The Splake saga continues evoking the spirit of his poetic home with illustrations (photos) of some of his seminal writing inspirations: Brautigan and Kerouac, a pocked sized notebook for scribbling observations at his morning existentials at the Rosetta Café, publications from his  adopted home such as the UP Reader.

deer season opening day

pasties poker Leinenkugel farts
“hustler“ magazine in two-holer
dreams of seventeen-point buck

last stop calumet

greyhound at john’s family restaurant
with bus passengers who failed in their lives
starting all over again at the end of the world

thank god its Friday

            ice cold draft beer
clack of pool balls on green felt
hank waylon merle’s voices rising

which segues us to

behind the 8 ball, Cyberwit, www.cyberwit.com 2024, 36 pages, $15 (copiously illustrated with crisp images of new felt topped tables and the stripped balls at rest)

Calumet may not be the end of the world, but as far as the United States goes it is as close as you will ever need to be to that end point.  The area is dotted with deserted mines, empty factories and small-town stores, a café and a bar with pool tables.

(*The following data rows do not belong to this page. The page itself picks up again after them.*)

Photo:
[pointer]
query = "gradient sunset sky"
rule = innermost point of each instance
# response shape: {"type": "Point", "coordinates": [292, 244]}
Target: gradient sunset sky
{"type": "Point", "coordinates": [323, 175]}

It is also near the Porcupine Mountains, untamed woods, views of a Great Lake, a place for an artist like Splake to seek comfort and inspiration:

quiet wilderness moments
feeling special holiness
nearness to something

            silent solitary morning
listening to the language of forest animals
learning new words for death and beauty

     driving orange convertible top down
hammer on the floor speedometer buried
poet trying to out run death

            face in the bathroom mirror
poet alive one more morning
graybeard heart beating

            nervous men in urologist office
thinking of vasectomies erections and prostates
unread magazine in laps

            hospital laboratory results
positive pap smear and pregnancy tests
new life racing death

    regular sunday church member
at life’s final moment god saying
sorry asshole no one’s home

We’re all behind the 8 ball.

long white silence, Cyberwit, www.cyberwit.com., 2024, 44 pages, $15

The latest Splake collection of brief haiku like poems begins with an elegy for his friend Paul Lehto, who recently died. Bracketing the collection is a Zimmer frame, seen on the cover almost completely buried in snow, prompting the viewer to wonder what in the hell is that? Then seen throughout the collection: in Fall, early Winter in stages of snowfall until the frame is completely buried.  Given the subject of Splake’s ongoing battle with rat bastard time, the image is both apt and powerful. long white silence covers the well-trod ground of these themes with some killer variations, a couple of which I will quote below,

perfect cast thing of beauty
trout fly floating through air
soft stream music

after storm rainbow’s reflection
filling stream with bright colors
trout resting in dark shadows

morning hangover pain
brain remembering last call
stuffing beer bottles in coat pockets

poet achieving nirvana
lightness of being
like quiet after rain

sacrificing everything
in order to create art
fuck plan b

The last poem reflects, as well anything, the poet’s credo; the Splake Ars Poetica.